Growth in entrepreneurial income is explained by both rising labor productivity and a rising share of value added accruing to owners. In contrast, after accounting for the growth due to organizational form changes, rising firm scale in the form of employment plays no role in the growth of top entrepreneurial income. From 2001 to 2014…63% of the growth in top 1% entrepreneurial income … comes from rising labor productivity, -24% comes from lower employment, and the remaining 61% comes from a growing owner share of value added.

The authors note:

If 0% of pass-through income is labor income…a minority of top-earners are wage earners. For example, among million-dollar earners … 46.8% are wage earners in the fiscal income definition and only 34.6% are wage earners in the imputed national income definition. That conclusion reverses when classifying 75% of pass-through income as labor income. For example, among million-dollar earners, 89.2% are working in the fiscal income definition and 69.8% are working in the imputed national income definition. Even among the top 0.1% in the imputed national income series, 59.3% are working. 
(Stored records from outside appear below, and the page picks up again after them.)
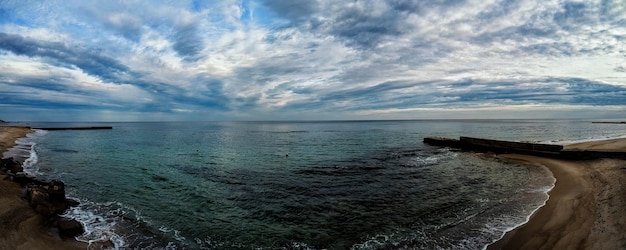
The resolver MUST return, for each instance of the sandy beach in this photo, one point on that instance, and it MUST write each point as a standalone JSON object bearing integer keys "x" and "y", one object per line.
{"x": 585, "y": 209}
{"x": 20, "y": 226}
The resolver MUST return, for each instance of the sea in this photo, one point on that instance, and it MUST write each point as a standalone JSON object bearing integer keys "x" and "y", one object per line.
{"x": 296, "y": 185}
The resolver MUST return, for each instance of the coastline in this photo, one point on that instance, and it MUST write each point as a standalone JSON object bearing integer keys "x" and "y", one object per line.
{"x": 585, "y": 209}
{"x": 22, "y": 227}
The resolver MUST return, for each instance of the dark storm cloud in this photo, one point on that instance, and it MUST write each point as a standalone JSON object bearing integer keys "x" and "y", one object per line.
{"x": 90, "y": 61}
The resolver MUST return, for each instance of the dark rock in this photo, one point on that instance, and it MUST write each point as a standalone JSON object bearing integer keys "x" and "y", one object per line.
{"x": 72, "y": 202}
{"x": 37, "y": 195}
{"x": 69, "y": 228}
{"x": 44, "y": 208}
{"x": 56, "y": 189}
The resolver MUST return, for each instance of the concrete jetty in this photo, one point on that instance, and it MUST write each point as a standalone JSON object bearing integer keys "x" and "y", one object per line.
{"x": 497, "y": 146}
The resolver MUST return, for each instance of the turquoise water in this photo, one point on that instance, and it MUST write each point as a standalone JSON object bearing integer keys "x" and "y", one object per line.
{"x": 304, "y": 185}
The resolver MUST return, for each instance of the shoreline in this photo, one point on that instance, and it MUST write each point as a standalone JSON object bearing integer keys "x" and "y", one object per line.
{"x": 585, "y": 207}
{"x": 22, "y": 227}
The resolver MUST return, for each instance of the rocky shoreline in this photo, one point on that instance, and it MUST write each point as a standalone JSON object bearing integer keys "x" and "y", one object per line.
{"x": 31, "y": 208}
{"x": 47, "y": 198}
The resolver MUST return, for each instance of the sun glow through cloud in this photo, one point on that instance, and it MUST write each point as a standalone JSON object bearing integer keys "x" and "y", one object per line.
{"x": 311, "y": 60}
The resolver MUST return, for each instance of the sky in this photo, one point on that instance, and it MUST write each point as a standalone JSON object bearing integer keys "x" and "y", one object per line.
{"x": 75, "y": 60}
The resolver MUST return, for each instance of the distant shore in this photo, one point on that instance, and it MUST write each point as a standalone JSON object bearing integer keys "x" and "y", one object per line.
{"x": 586, "y": 208}
{"x": 22, "y": 228}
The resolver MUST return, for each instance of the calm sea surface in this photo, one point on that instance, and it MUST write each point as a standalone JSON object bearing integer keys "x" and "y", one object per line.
{"x": 297, "y": 185}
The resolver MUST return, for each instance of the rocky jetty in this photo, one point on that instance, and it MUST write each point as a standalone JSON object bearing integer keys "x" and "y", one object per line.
{"x": 47, "y": 198}
{"x": 537, "y": 149}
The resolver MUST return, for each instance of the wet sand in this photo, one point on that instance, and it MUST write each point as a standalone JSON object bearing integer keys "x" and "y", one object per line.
{"x": 586, "y": 206}
{"x": 20, "y": 226}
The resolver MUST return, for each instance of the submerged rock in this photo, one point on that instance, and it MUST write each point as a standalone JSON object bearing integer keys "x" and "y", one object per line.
{"x": 69, "y": 228}
{"x": 10, "y": 164}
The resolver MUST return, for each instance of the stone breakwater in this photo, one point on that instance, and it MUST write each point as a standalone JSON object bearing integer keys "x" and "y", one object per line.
{"x": 47, "y": 198}
{"x": 498, "y": 146}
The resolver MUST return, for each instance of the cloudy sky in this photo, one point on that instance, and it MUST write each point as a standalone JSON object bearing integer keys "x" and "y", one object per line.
{"x": 311, "y": 59}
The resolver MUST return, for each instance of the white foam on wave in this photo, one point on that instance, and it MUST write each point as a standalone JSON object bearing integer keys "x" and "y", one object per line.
{"x": 590, "y": 139}
{"x": 503, "y": 230}
{"x": 444, "y": 153}
{"x": 25, "y": 151}
{"x": 99, "y": 229}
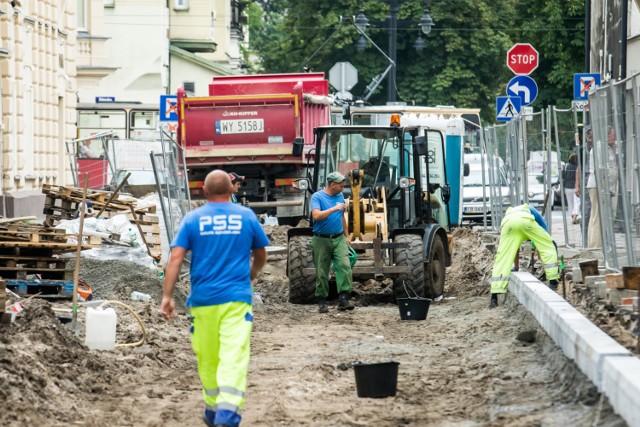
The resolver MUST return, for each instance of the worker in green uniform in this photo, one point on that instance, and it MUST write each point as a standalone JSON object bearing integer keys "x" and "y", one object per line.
{"x": 522, "y": 223}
They explain their reasoning for using two estimates:

Fiscal income has the advantage of being directly observed on personal income tax returns, but has the disadvantage of understating top capital income because some components do not appear on personal tax returns. Imputed national income has the advantage that it sums to national income, but has the disadvantage of relying on imputation assumptions. Retained earnings ($649bn in 2014) are a substantial part of national income but do not appear on personal tax returns and thus are not in fiscal income. PSZ allocate the household share of aggregate retained earnings to individuals in proportion to the sum of the individual’s observed dividends and realized capital gains. However, published IRS reports indicate that at least 25% and as much as 75% of realized capital gains are not from the sale of C-corporate stock and are instead gains from real estate and other asset sales or carried interest. This fact can explain how total realized capital gains ($732B in 2014) vastly exceeds the total household share of retained earnings ($306B in 2014). Realized capital gains are much larger than dividends and much more concentrated among top earners. Hence, imputing retained earnings in proportion to each individual’s sum of dividends and 100% of realized capital gains may allocate too much retained earnings to top earners and not enough to lower earners. These competing considerations motivate the presentation of our findings in both series, likely (in our view) bounding the truth."